Tik je het woord ossenstaart in op het zoekmachientje in de rechterbovenhoek van de website dan krijg je een keur aan recepten; voorbeelden van hoe wij dat vlees bereiden en het liefst eten. Vreemd genoeg vind je er niet één recept terug voor ossenstaartsoep. En dat terwijl die soep, of die bouillon, toch aan de basis staat van onze liefde voor het staartvlees. De afgelopen tien jaar hebben we dus niet één keer geschreven over die soep, terwijl we hem vaak aten. Vreemd?!… De hoogste tijd om daar iets aan te doen.
Ossenstaart is vergeten vlees, lijkt het wel. Hoewel er bij slagerij Snijders in ons dorp eigenlijk altijd wel een pakketje staart in de vitrine ligt wordt er almaar minder van dat vlees verkocht. Dat is jammer en onterecht. Ossenstaart (vaak ook Runderstaart genoemd) is ideaal vlees om een krachtige bouillon van te trekken. Maar ook maak je er geweldig lekkere gestoofde kluiven van. Inherent aan staartvlees is dat het zowel vlees omvat alsook bot.

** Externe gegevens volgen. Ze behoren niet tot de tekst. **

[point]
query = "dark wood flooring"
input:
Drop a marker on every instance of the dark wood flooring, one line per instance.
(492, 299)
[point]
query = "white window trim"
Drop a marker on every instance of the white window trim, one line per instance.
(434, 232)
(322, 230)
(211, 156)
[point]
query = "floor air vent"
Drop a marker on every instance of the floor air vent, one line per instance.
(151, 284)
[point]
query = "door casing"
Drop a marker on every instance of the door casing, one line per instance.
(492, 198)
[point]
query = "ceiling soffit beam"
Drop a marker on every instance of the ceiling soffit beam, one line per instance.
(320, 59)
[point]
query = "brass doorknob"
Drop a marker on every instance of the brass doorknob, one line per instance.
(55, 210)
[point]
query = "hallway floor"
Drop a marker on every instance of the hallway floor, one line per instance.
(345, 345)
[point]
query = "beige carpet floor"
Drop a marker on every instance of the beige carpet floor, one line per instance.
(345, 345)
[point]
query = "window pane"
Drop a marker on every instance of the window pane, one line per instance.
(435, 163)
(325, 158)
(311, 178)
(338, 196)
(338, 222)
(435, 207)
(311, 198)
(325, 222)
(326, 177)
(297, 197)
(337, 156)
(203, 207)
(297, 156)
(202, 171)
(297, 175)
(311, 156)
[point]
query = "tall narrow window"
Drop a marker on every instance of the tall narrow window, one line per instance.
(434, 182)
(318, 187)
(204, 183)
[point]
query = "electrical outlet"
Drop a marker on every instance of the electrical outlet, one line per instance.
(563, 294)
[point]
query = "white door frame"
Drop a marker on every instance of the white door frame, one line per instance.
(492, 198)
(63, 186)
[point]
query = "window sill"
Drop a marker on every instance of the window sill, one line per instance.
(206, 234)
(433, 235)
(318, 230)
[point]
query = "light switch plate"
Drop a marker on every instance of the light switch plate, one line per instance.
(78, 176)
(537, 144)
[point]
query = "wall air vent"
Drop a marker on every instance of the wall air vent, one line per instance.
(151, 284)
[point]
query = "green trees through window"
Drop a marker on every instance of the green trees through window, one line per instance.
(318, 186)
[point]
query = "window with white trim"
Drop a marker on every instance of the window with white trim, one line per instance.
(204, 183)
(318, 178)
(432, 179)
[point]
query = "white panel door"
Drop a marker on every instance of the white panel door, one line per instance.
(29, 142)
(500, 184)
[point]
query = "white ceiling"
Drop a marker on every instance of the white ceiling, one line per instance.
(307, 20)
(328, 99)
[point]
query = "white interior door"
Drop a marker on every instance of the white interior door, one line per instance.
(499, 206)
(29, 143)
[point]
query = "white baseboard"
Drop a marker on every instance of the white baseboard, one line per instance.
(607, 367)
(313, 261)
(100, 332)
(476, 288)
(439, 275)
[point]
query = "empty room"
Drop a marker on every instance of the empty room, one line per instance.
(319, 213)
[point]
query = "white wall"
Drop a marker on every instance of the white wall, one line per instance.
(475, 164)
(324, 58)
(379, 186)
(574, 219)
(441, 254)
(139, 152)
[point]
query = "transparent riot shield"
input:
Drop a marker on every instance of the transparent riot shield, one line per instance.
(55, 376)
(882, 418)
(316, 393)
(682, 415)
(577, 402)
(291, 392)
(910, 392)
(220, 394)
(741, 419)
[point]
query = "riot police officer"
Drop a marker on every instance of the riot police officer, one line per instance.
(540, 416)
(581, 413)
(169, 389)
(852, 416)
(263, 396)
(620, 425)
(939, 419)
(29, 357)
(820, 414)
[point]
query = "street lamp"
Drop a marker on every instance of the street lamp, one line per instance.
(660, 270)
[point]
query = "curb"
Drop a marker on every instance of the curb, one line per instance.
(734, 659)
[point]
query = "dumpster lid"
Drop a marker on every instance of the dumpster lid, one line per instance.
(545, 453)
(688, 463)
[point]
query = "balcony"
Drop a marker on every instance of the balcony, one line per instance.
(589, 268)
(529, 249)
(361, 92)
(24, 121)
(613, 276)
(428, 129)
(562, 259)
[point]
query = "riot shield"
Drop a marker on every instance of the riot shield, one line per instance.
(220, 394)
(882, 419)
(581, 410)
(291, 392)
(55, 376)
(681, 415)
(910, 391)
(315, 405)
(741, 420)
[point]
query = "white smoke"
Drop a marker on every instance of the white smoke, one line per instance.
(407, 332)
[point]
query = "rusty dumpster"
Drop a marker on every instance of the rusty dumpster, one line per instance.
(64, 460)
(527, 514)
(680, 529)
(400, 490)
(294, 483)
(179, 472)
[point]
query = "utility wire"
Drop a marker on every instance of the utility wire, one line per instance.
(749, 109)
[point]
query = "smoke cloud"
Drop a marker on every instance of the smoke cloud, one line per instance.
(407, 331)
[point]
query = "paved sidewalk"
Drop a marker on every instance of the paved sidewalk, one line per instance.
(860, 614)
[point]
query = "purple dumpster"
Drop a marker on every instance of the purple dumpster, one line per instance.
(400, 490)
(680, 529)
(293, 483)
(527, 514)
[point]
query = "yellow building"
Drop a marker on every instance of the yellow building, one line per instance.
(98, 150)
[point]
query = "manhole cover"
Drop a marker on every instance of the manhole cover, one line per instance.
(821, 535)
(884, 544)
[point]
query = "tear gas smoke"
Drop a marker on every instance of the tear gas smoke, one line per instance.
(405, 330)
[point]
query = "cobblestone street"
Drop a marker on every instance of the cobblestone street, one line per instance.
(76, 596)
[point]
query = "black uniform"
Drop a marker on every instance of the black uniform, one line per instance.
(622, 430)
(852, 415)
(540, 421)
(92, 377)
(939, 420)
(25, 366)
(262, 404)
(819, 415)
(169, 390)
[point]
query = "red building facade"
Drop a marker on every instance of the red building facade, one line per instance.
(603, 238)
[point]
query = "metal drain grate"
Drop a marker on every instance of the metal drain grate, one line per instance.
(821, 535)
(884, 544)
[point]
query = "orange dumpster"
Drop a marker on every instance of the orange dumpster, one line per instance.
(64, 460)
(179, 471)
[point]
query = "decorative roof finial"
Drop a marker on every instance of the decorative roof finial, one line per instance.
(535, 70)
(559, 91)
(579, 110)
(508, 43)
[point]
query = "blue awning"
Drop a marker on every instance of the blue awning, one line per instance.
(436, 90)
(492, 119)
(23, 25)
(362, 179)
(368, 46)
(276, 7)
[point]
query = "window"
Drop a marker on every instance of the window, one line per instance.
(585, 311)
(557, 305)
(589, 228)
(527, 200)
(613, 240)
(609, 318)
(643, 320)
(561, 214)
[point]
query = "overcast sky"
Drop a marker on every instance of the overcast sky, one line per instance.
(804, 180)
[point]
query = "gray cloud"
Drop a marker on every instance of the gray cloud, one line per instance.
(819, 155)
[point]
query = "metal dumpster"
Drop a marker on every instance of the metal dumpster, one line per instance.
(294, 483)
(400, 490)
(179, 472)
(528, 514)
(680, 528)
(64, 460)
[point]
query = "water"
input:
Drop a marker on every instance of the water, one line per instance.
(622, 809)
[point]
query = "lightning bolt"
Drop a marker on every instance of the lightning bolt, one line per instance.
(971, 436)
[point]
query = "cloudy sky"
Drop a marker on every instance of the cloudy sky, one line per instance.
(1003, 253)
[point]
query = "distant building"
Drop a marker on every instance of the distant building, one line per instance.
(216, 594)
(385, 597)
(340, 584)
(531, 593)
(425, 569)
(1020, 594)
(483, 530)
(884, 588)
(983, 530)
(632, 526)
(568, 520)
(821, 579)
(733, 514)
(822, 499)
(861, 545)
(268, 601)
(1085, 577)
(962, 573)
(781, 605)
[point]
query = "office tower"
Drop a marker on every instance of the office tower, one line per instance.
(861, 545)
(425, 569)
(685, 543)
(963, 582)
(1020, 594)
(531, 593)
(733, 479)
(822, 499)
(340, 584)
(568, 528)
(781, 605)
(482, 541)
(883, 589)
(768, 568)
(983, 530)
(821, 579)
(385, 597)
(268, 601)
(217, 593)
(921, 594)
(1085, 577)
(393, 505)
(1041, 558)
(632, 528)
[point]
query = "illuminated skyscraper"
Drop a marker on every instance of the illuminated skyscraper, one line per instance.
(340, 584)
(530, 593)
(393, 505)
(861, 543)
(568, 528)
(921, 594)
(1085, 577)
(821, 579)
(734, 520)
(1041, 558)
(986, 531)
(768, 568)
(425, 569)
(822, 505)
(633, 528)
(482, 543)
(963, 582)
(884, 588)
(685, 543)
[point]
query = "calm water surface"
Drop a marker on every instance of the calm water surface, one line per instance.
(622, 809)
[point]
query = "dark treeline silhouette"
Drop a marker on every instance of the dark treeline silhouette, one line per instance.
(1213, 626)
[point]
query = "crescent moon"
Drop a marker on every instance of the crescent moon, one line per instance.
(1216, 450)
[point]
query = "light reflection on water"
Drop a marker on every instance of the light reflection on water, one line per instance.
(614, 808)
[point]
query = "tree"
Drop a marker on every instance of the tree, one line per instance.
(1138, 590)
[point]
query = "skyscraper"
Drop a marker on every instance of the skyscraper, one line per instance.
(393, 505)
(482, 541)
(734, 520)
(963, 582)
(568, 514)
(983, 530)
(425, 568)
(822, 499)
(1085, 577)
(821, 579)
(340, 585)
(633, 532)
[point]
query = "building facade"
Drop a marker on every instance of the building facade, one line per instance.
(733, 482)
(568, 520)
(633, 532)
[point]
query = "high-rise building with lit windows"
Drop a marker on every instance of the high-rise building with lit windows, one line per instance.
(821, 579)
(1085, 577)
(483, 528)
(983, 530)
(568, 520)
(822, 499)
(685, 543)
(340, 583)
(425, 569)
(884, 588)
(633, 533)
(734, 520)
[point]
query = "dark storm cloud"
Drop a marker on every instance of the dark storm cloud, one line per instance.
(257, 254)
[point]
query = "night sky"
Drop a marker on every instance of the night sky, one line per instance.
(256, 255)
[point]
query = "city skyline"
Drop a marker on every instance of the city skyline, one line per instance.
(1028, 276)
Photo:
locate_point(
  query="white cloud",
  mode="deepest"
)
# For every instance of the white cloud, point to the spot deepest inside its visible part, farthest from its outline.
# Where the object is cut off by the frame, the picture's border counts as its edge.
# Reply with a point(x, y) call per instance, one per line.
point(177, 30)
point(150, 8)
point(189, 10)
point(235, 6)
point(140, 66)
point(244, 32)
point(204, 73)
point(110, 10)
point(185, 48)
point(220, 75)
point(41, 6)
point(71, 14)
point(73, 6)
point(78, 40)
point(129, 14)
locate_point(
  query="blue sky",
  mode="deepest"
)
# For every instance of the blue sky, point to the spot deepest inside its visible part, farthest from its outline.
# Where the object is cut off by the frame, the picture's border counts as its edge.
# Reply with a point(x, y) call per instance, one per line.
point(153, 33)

Wat deze of gene ook beweert, een bindend recept voor ossenstaartbouillon bestaat niet. Wel bestaat er een soort basisingrediëntenlijst: water, staartvlees, groenten, kruiderij en zout. Wát je gebruikt en hoé je het gebruikt zal de uiteindelijke de smaak van je bouillon en later van je soep bepalen. Er valt nogal wat te variëren, de mogelijkheden zijn legio en het leidt tot forse, maar soms ook subtiele, smaakverschillen van je uiteindelijk gerecht. Ik maakte onderstaand recept met wat ik aan spulletjes in huis had, het had ook zomaar anders kunnen zijn.
- 500 gram ossenstaart,
- 2 liter water,
- 1 dikke plak knolserder,
- 1 sjalot,
- 1 ui,
- 2 tenen knoflook,
- 1 laurierblad,
- 10 peperkorrels,
- 2 kruidnagels,
- 1 bouillonblok.
Dep de stukken staartvlees met keukenpapier droog. Doe ze in een pan met twee liter koud water en breng aan de kook. Schuim het vocht zorgvuldig af wanneer het kookpunt is bereikt. Doe dat een aantal keren tot er nog nauwelijks vervuiling afkomt. Zet nu de pan op het kleinste pitje, liefst met een vlamverdeler (een sudderplaatje) tussen het vuur en de pan, zodat de vloeistof zodanig wordt verwarmd dat-ie net tegen het kookpunt zit. De rest van de ingrediënten gaat nu in de pan. Het geheel mag lang en langzaam trekken; reken op een uur of drie, vier, soms langer. Je kunt tussentijds je bouillon op smaak testen, maar het belangrijkst is dat het staartvlees zo gaar is dat het van het bot valt. En al die tijd de soep niet koken, maar heel zacht laten garen, trekken… Dat verdiept de smaak, écht waar!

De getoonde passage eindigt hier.